Em sétimo, mesmo antes da eleição de 2018, falar contra Bolsonaro tornou-se cada vez mais perigoso. Jovens agressivos, que o apoiavam, ameaçavam verbalmente os oponentes. Muitos brasileiros que não apoiavam o então candidato preferiam ficar calados para evitar problemas com os bolsonaristas.

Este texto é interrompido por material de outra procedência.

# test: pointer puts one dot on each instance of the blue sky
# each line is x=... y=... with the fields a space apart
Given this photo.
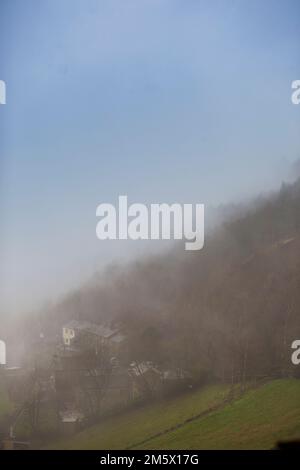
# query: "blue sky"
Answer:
x=162 y=100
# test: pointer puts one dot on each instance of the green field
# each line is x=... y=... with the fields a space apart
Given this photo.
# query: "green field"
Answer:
x=256 y=420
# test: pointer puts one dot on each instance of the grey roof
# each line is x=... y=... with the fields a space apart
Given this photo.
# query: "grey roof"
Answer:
x=93 y=328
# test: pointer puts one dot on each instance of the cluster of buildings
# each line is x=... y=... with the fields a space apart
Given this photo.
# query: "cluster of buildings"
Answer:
x=87 y=374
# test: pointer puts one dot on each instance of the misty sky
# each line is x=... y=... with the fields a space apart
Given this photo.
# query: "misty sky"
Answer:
x=161 y=100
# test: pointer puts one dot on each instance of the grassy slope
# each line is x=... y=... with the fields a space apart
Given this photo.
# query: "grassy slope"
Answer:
x=256 y=421
x=134 y=426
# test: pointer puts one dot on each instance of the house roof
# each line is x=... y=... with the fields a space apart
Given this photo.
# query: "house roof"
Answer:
x=93 y=328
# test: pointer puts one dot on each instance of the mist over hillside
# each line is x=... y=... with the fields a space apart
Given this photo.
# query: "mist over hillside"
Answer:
x=221 y=313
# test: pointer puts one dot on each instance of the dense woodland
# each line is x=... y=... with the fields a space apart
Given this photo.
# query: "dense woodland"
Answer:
x=228 y=312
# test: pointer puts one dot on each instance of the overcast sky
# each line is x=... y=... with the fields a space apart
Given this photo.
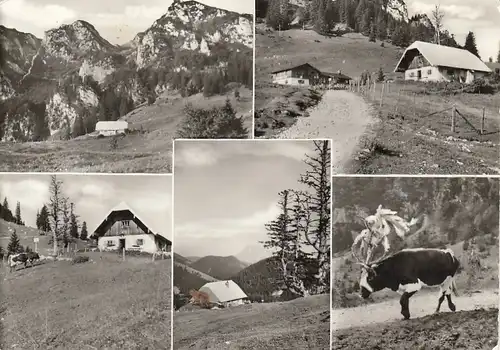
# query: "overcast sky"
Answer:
x=226 y=191
x=461 y=16
x=94 y=196
x=118 y=21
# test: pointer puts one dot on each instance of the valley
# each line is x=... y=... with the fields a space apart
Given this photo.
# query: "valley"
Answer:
x=54 y=90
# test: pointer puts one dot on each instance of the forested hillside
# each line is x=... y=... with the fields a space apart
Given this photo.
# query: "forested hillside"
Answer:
x=449 y=209
x=384 y=20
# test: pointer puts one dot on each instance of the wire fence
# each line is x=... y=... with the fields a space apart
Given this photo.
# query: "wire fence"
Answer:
x=450 y=110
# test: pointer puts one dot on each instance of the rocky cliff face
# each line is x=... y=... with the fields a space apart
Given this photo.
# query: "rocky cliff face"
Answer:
x=45 y=85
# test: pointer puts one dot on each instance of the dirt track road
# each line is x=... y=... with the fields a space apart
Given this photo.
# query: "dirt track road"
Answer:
x=342 y=116
x=420 y=305
x=299 y=324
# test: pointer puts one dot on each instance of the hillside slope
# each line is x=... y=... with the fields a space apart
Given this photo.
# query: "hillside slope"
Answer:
x=299 y=324
x=73 y=78
x=63 y=306
x=26 y=235
x=220 y=267
x=186 y=277
x=260 y=280
x=293 y=47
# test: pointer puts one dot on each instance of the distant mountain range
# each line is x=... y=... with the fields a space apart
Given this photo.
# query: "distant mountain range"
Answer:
x=258 y=280
x=74 y=74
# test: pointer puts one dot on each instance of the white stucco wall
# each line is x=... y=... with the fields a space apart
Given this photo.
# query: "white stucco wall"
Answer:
x=148 y=245
x=440 y=74
x=291 y=81
x=111 y=132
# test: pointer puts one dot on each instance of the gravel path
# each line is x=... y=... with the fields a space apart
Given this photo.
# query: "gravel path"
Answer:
x=420 y=306
x=341 y=116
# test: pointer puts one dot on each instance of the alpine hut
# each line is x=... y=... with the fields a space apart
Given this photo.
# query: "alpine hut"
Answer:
x=122 y=228
x=423 y=61
x=227 y=293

Três anos depois, com mais de 500 mil mortos pela Covid-19, muitos brasileiros que votaram em Bolsonaro disseram a si mesmos que não tinham ideia de que ele traria tanta miséria ao Brasil. “Se soubesse que ele trataria a pandemia desta maneira, eu nunca teria votado nele ”, contou-me um amigo da minha família. “Mas como você pode dizer isso, considerando que Bolsonaro falou publicamente que era preciso matar uns 30 mil antes da campanha?”, perguntei. “Eu achava que ele era pouco mais que um palhaço, um trapaceiro”, respondeu minha avó, cujo irmão morreu de Covid.
De fato, uma análise mais objetiva mostra que, justamente quando era mais necessário defender a democracia, os brasileiros caíram na tentação fácil de um demagogo patético que fornecia uma falsa sensação de segurança e muito poucas propostas concretas de como lidar com os problemas do país. Diferentemente do que se sabe hoje em dia, Bolsonaro não era um gênio. Não passava de um charlatão oportunista que identificou e explorou uma profunda insegurança na sociedade brasileira.
Bolsonaro não chegou ao poder porque todos os brasileiros eram bolsonaristas ou homofóbicos, mas porque muitas pessoas razoáveis fizeram vista grossa. O mal se estabeleceu na vida cotidiana porque as pessoas eram incapazes ou sem vontade de reconhecê-lo ou denunciá-lo, disseminando-se entre os brasileiros porque o povo estava disposto a minimizá-lo. Antes de muitos perceberem o que a maquinaria fascista do bolsonarismo estava fazendo, ele já não podia mais ser contido. Era tarde demais.
Este artigo é um “plágio” de uma publicação do El País de outubro de 2018, assinada por Oliver Stuenkel, intitulada “Por que votamos em Hitler“. Eu apenas fiz a adaptação com a intenção de trazer ao nosso cenário atual que dispensa maiores explicações.
Recomendo muito a leitura do artigo original.